Risk assessments evaluate the risks posed by your ICT third-party providers and document findings, mitigations, and exit strategies. DORA requires ongoing assessment of ICT concentration risk and substitutability, particularly for providers supporting critical or important functions.
Creating a Risk Assessment
Navigate to Register of Information → Risk Assessments and click "Add Assessment".
Assessment Form Fields
| Field | Type | Required | Details |
|---|---|---|---|
| ICT Provider | Dropdown | Required | Select the provider being assessed from your registered ICT providers list. |
| Risk Level | Radio buttons | Required | Four options with colour coding:
|
| Findings | Textarea | Optional | Document the findings from the risk assessment. Include specific risks identified, evidence gathered, and areas of concern. |
| Mitigations | Textarea | Optional | Document the mitigation measures in place or planned to address the identified risks. |
| Substitutability Score | Number input (0–10) | Optional | Score from 0 to 10, with a step of 0.1. 0 = irreplaceable (no viable alternatives exist), 10 = easily substitutable (many alternatives available). This maps to the ESA's assessment of ICT concentration risk. |
| Next Review Date | Date picker | Optional | The date by which this assessment should be reviewed. Set regular intervals based on the provider's criticality. |
| Concentration Risk | Checkbox | Optional | Tick this box if the provider presents concentration risk under DORA Art 31. This flags the provider in the concentration risk analysis. |
Exit Strategy Section
In accordance with ITS 2024/2956 template B_07.01, each risk assessment includes a dedicated exit strategy section:
| Field | Type | Required | Details |
|---|---|---|---|
| Substitutability Reason | Textarea | Optional | Explain why the provider is or is not easily substitutable. Consider factors like proprietary technology, market availability, transition complexity, and data portability. |
| Exit Plan Exists | Select dropdown | Optional | Options: Not assessed, Yes, No. Indicates whether a formal exit plan has been documented for this provider. |
| Alternative Providers Identified | Select dropdown | Optional | Options: Not assessed, Yes, No. Whether viable alternative providers have been identified in the event of exit. |
| Reintegration Possibility | Select dropdown | Optional | Options: Not assessed, Easy, Difficult, Highly complex. How feasible it would be to bring the service back in-house. |
| Discontinuation Impact | Select dropdown | Optional | Options: Not assessed, Low, Medium, High.
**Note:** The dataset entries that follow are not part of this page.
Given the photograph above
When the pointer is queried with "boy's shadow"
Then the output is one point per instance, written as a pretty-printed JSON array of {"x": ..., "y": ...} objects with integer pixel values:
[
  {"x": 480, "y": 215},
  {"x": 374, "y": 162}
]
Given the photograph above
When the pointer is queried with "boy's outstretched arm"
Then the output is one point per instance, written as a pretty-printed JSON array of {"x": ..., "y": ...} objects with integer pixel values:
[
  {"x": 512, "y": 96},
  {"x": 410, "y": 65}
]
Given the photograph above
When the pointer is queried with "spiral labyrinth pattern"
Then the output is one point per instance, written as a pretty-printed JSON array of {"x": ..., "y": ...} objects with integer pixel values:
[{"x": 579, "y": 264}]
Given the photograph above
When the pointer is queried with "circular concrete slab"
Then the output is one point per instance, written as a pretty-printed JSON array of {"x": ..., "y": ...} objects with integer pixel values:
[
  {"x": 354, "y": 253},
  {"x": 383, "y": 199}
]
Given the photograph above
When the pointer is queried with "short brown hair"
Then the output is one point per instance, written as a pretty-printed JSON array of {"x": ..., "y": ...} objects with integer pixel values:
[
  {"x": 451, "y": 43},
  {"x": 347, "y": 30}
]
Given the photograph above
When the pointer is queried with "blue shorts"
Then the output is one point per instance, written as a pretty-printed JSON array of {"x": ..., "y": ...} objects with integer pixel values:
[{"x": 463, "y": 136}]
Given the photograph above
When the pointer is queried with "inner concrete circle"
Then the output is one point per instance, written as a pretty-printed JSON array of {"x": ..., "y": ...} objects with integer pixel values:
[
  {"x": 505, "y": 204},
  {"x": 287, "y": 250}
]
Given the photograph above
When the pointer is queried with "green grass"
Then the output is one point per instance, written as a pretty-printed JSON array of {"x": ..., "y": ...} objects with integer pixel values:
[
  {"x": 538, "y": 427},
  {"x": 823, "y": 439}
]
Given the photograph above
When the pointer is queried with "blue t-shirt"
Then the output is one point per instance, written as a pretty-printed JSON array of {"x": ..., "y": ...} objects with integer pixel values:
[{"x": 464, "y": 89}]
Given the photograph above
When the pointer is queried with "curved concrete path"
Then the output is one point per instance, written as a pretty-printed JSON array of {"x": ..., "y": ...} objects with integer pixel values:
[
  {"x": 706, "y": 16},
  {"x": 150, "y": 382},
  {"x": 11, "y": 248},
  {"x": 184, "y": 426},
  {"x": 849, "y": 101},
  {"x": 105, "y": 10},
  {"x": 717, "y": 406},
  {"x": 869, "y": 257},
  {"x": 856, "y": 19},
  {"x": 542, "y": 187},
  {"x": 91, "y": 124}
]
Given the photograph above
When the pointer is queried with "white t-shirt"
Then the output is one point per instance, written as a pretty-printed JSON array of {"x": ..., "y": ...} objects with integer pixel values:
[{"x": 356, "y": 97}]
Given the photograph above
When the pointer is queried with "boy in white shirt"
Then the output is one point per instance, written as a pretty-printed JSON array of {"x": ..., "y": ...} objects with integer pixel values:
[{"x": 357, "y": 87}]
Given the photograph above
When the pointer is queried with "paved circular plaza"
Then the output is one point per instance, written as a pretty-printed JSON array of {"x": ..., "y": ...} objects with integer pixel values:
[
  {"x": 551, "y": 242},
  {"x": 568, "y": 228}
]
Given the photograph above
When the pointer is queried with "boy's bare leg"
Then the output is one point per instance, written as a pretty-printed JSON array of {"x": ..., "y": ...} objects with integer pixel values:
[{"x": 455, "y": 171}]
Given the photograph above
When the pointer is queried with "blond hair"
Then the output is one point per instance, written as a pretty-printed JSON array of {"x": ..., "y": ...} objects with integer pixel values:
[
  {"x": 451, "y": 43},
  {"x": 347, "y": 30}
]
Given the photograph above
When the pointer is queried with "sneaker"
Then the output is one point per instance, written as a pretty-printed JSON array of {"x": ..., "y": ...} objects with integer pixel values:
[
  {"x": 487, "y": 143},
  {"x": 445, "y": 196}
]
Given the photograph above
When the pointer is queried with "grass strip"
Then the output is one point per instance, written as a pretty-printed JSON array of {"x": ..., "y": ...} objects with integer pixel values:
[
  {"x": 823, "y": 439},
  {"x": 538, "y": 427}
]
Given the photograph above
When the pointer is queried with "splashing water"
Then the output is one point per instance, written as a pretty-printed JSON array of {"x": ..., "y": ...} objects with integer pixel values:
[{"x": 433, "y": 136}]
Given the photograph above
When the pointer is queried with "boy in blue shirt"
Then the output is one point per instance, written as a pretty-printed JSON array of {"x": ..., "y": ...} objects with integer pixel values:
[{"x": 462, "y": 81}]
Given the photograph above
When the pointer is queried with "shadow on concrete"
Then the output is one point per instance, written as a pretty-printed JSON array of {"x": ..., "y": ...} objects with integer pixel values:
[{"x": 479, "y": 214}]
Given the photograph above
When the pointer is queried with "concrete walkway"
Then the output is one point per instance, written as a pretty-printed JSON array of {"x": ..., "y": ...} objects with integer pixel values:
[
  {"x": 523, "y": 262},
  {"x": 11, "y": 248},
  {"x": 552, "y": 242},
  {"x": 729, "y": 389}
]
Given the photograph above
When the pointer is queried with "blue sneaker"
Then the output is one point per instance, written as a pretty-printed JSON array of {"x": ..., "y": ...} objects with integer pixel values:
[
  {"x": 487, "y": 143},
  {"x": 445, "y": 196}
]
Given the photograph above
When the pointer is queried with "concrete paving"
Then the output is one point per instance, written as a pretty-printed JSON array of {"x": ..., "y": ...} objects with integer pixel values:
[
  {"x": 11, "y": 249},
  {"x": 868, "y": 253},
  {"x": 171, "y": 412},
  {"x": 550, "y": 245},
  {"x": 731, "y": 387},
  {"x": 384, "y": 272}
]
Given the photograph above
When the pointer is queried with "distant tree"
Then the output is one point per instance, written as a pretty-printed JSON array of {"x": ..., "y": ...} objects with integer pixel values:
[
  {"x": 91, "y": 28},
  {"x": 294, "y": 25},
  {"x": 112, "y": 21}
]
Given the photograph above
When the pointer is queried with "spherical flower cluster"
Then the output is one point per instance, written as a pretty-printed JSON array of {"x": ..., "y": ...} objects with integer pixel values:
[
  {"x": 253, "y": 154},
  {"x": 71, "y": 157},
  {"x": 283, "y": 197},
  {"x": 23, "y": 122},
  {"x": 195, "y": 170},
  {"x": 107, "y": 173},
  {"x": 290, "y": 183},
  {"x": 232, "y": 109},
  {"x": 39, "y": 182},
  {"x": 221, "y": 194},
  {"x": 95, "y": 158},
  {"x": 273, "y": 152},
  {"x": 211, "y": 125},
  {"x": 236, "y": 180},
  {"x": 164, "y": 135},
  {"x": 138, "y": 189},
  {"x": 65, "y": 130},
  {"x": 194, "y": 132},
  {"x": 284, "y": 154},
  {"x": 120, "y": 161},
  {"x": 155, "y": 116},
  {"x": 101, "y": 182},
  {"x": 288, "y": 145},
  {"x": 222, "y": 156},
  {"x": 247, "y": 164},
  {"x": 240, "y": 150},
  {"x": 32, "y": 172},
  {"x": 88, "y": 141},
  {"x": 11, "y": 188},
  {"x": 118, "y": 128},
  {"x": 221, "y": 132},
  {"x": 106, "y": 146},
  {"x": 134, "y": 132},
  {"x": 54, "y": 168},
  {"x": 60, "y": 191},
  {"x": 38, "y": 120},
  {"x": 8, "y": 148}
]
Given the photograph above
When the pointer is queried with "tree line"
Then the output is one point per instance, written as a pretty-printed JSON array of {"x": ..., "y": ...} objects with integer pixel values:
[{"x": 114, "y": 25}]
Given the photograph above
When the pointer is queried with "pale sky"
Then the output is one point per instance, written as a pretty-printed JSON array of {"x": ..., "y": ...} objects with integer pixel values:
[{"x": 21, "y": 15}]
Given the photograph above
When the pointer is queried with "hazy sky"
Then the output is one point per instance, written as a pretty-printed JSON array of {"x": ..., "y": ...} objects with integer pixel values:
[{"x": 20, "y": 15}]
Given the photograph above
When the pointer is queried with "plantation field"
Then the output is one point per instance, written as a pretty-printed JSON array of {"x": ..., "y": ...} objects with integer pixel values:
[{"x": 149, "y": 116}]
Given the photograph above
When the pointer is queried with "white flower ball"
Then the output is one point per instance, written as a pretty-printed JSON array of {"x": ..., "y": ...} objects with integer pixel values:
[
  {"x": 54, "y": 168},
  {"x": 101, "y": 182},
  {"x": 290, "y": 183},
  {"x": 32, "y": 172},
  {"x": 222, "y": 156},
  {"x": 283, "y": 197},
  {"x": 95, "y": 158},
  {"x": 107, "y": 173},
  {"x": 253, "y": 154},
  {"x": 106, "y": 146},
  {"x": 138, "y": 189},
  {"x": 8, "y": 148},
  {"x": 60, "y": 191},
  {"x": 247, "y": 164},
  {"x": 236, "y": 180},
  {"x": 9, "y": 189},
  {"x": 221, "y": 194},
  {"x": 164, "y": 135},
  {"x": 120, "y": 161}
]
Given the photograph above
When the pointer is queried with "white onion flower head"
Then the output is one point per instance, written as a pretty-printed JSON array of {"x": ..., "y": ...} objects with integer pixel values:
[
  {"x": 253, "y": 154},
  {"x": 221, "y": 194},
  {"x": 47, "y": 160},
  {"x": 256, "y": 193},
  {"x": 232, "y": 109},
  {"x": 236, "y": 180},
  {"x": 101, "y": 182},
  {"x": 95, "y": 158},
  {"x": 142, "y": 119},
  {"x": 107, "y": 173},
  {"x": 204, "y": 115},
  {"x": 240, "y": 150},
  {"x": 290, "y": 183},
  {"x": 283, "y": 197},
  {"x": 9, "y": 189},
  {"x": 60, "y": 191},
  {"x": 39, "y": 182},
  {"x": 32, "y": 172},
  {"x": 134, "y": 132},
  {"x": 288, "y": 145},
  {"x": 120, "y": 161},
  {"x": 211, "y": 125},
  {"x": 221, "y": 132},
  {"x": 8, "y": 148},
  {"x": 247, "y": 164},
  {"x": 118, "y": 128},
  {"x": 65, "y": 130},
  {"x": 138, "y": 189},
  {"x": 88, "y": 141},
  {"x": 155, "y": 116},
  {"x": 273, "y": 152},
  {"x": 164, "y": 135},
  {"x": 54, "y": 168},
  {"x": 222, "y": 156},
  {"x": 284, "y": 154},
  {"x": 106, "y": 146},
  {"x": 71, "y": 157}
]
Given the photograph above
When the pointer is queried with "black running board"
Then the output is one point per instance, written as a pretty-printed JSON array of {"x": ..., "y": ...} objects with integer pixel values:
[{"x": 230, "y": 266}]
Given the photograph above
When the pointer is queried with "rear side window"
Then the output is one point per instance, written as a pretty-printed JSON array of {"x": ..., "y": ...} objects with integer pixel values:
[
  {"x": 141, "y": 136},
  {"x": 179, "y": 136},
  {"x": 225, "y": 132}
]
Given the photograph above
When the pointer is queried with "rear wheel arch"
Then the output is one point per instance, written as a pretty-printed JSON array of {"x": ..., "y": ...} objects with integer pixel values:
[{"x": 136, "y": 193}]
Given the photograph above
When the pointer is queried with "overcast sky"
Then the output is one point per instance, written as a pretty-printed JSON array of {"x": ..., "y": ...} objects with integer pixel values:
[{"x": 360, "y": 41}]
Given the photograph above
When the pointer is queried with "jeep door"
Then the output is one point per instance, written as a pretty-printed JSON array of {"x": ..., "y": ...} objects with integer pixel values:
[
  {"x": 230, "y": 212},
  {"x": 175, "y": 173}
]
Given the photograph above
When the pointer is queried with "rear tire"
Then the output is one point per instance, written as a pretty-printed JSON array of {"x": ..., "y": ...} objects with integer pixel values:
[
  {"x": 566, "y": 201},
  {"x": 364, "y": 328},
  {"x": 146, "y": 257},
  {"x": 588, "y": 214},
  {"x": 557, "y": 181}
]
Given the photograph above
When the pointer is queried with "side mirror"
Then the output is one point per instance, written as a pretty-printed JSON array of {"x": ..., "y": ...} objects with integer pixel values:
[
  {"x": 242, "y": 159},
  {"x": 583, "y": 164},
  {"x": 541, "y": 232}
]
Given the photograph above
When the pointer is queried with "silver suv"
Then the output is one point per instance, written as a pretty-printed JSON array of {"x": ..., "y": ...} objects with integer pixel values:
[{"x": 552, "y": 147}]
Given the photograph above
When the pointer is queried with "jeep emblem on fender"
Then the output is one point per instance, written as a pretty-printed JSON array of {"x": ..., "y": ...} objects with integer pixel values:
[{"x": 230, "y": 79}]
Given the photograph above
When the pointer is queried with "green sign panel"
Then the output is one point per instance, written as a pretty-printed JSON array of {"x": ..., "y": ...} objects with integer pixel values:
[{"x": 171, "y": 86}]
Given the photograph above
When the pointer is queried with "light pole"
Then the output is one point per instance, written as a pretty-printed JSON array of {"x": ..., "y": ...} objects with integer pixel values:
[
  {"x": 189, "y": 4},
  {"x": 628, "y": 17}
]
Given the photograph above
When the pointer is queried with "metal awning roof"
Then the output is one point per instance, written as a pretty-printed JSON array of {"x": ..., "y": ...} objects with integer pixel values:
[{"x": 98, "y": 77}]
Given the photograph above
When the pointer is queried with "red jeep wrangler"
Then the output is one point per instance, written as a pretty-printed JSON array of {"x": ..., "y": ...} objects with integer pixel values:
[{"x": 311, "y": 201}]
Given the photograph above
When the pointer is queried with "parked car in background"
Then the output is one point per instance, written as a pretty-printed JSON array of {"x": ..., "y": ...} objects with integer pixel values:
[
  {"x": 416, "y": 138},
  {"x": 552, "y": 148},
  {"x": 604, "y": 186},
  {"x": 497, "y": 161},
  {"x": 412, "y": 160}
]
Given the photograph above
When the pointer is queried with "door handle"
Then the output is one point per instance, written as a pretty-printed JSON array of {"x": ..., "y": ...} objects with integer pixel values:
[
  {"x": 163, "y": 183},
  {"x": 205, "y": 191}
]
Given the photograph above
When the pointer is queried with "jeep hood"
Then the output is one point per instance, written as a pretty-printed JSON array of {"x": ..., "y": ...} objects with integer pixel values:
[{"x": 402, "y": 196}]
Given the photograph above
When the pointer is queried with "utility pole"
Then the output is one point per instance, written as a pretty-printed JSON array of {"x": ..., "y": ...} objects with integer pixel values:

The impact on the entity if this ICT service is discontinued. |
| Alternative Provider Names | Text input | Conditional | Shown only when "Alternative Providers Identified" is set to "Yes". Enter the names of identified alternative providers, separated by commas. |
The exit strategy data populates ESA template
B_07.01 (Assessment of ICT services) in the xBRL-CSV export. Completing this section is essential for a valid regulatory submission.Risk Assessments Table
The assessments list page shows all completed assessments in a table with the following columns:
| Column | Description |
|---|---|
| Provider | The ICT provider's display name |
| Date | The date the assessment was conducted |
| Risk Level | Colour-coded badge showing Low/Medium/High/Critical |
| Concentration | Shows whether the concentration risk flag is set |
| Next Review | The scheduled next review date |
| Findings | Truncated preview of the findings text |
| Actions | View, Edit, Delete buttons |
Schedule risk assessments at least annually for all providers, and quarterly for providers classified as Critical. Set the "Next Review Date" to remind yourself when reassessment is due.
Providers flagged with concentration risk and a substitutability score below 3.0 should be prioritised for exit planning. DORA regulators will pay particular attention to these dependencies.